The IMF official highlighted the importance of managing inflation and promoting private investment and consumption in these countries. Over the past decade, the IMF has supplied roughly $80 billion in emergency funding and Special Drawing Rights (SDR) allocations to African nations. By September 2023, Nigeria had received an SDR of 2147.69 million.

Selassie’s statements were made amid growing demands for debt cancellation from the G24 countries during the IMF/World Bank meeting in Marrakesh. Wale Edun, Nigeria’s Minister of Finance, who supports this call, has also expressed concerns over China’s unfavorable loan conditions and urged G20 members to end export restrictions on fertilizer and grains.

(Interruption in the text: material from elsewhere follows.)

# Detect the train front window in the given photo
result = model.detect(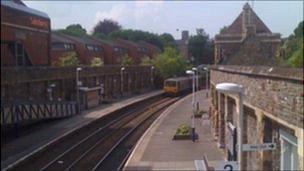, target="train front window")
[166,81,176,87]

In a Bloomberg Television interview at the annual meetings of the IMF and the World Bank held in Marrakech, Morocco, Selassie disclosed that about eight African nations are currently facing a severe funding squeeze and require international assistance for debt restructuring. He noted that despite various economic scenarios across sub-Saharan Africa, seven to eight countries are dealing with unsustainable debt levels that require restructuring.

Investors remain watchful of other heavily indebted African nations like Kenya, Angola, Malawi, and Mozambique. Despite a projected slowdown in sub-Saharan Africa’s growth to 3.3% this year from 4% in 2022 due to soaring inflation, aggressive interest-rate increases worldwide, rising debt-service costs, and weakening currencies, Selassie expressed optimism about an imminent deal between Zambia and its creditors. The IMF anticipates a rebound for Africa’s struggling economies and is actively working to mobilize more resources and support policies for a dynamic recovery.

By June 2023, Nigeria’s total debt stock had surged to N87 trillion, according to the DMO. This marks a significant rise from Q1 2022, when Nigeria’s total public debt stock was over N41 trillion.